Create Histograms for Stress_Post

hist(Dataset6.3$Stress_Post,
     main = "Stress_Post",
     breaks = 20,
     col = "lightblue",
     border = "white",
     cex.main = 1,
     cex.axis = 1,
     cex.lab = 1)

The variable “Stress_Post” appears normally distributed. The data looks symmetrical (most data is in the middle). The data also appears to have a proper bell curve.

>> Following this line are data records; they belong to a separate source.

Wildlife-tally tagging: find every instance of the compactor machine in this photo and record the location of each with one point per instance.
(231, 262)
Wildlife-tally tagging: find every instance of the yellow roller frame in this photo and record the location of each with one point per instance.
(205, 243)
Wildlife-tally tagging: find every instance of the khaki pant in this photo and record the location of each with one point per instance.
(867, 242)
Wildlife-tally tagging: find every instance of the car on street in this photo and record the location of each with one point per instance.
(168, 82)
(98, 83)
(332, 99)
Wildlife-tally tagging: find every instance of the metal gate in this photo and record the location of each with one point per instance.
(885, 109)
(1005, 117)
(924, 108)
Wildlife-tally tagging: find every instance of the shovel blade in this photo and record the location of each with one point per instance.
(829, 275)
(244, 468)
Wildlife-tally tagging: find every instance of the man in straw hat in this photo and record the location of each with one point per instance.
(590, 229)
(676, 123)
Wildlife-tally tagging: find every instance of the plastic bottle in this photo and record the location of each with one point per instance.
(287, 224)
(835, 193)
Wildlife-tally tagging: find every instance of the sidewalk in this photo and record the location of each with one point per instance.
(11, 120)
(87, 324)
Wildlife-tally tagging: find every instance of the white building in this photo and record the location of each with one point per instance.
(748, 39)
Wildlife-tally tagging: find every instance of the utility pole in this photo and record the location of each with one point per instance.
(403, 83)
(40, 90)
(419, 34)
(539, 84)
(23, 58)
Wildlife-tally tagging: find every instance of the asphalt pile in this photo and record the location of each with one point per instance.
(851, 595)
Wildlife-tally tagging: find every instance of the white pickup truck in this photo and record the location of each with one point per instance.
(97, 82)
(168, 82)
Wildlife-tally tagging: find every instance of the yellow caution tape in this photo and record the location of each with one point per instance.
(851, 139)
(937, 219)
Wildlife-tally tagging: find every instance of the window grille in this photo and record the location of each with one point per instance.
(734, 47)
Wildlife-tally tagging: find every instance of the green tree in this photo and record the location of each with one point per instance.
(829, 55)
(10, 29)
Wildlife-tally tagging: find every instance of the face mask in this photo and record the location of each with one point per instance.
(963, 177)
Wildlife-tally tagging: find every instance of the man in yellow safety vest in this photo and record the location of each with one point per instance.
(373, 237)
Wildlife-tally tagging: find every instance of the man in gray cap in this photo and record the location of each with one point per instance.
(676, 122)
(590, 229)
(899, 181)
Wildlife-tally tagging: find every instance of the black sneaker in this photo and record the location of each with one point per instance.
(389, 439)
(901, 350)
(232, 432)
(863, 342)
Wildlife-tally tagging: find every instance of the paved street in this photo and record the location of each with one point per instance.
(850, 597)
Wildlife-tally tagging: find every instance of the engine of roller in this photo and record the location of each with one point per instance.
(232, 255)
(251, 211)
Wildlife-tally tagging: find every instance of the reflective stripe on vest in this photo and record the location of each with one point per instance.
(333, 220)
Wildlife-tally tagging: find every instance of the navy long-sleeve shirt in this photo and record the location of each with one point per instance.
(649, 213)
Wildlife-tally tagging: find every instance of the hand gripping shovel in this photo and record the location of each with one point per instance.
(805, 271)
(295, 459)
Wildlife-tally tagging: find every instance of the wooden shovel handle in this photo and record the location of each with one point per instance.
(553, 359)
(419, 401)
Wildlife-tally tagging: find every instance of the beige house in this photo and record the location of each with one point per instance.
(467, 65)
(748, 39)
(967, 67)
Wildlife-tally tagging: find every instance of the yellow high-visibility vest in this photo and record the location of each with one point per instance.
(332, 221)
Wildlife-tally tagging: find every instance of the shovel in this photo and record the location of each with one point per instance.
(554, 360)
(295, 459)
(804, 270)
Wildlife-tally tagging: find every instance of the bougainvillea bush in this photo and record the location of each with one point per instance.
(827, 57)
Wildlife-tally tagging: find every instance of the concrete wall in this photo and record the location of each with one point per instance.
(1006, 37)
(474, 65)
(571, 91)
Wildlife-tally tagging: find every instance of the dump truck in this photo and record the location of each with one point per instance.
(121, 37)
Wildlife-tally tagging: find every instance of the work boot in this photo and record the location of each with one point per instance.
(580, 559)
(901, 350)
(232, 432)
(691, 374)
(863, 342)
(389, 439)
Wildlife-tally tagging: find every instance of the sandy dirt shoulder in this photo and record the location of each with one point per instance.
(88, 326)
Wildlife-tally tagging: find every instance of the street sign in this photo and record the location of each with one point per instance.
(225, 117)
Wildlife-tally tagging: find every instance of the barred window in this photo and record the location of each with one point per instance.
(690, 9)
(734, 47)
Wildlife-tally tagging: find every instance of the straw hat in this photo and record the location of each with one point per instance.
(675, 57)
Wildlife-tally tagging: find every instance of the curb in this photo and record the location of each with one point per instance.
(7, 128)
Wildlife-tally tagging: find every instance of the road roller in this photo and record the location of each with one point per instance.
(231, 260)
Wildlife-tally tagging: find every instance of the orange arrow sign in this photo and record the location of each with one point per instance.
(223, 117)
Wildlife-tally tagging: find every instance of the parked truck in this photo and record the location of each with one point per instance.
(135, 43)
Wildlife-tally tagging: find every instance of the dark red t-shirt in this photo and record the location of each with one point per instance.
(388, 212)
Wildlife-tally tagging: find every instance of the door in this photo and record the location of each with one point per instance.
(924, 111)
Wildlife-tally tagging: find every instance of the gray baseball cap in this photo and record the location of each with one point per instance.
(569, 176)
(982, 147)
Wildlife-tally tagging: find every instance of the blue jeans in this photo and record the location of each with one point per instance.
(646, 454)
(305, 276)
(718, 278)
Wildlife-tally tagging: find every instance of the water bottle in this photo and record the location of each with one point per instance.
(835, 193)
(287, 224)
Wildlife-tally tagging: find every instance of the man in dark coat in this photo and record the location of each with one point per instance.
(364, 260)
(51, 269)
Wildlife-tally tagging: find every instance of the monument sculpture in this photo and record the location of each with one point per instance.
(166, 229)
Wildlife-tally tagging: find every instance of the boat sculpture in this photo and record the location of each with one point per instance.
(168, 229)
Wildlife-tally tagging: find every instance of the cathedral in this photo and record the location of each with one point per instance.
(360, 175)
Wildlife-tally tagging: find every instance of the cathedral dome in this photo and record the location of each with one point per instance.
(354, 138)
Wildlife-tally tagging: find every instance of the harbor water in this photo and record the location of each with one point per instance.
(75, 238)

Conduct Shapiro–Wilk tests for to check the normality of each variable

  1. Stress_Pre
shapiro.test(Dataset6.3$Stress_Pre)
## 
##  Shapiro-Wilk normality test
## 
## data:  Dataset6.3$Stress_Pre
## W = 0.98426, p-value = 0.8855

The Shaprio-Wilk p-value for Stress_Pre normality test is greater than 0.05 (0.89), so the data is normal

  1. Stress_Post
shapiro.test(Dataset6.3$Stress_Post) 
## 
##  Shapiro-Wilk normality test
## 
## data:  Dataset6.3$Stress_Post
## W = 0.96865, p-value = 0.4072

The Shaprio-Wilk p-value for Stress_Pre normality test is greater than 0.05 (0.41), so the data is normal

Correlation Analysis

cor.test(Dataset6.3$Stress_Pre, Dataset6.3$Stress_Post, method = "pearson")
## 
##  Pearson's product-moment correlation
## 
## data:  Dataset6.3$Stress_Pre and Dataset6.3$Stress_Post
## t = 1.5355, df = 33, p-value = 0.1342
## alternative hypothesis: true correlation is not equal to 0
## 95 percent confidence interval:
##  -0.08208415  0.54460746
## sample estimates:
##      cor 
## 0.258226

The Pearson Correlation test was selected because both variables were normally distributed according to the histograms and the Shapiro-Wilk tests. The p-value (probability value) is 0.13, which is above .05. This means the results are not statistically significant. The null hypothesis is supported. The correlation value is 0.26 The correlation is positive, which means as Stress_Pre increases, Stress_Post increases. The correlation value is less than 0.30, which means the relationship is weak

Scatterplots

ggscatter(
  Dataset6.3,
  x = "Stress_Pre",
  y = "Stress_Post",
  add = "reg.line",
  xlab = "Stress_Pre",
  ylab = "Stress_Post"
)

The line of best fit is pointing to the top right. This means the direction of the data is positive. As Stress_Pre increases, Stress_Post increases. The dots loosely hug the line. This means there is a weak relationship between the variables. The dots form a straight-line pattern. This means the data is linear. There may be a possible outlier (a student with relatively low Stress_Pre around the high 50s but very low Stress_Post around the mid-30s). However, the point does not appear to drastically change the overall trend and does not strongly affect the relationship between the variables.

Report the Results

The Stress_Pre (M = 65.87, SD = 9.50) was not significantly correlated with the Stress_Pre (M = 57.91, SD = 10.17), r(33) = .26, p = .134 The relationship was positive and weak. As the independent variable increased, the dependent variable increased.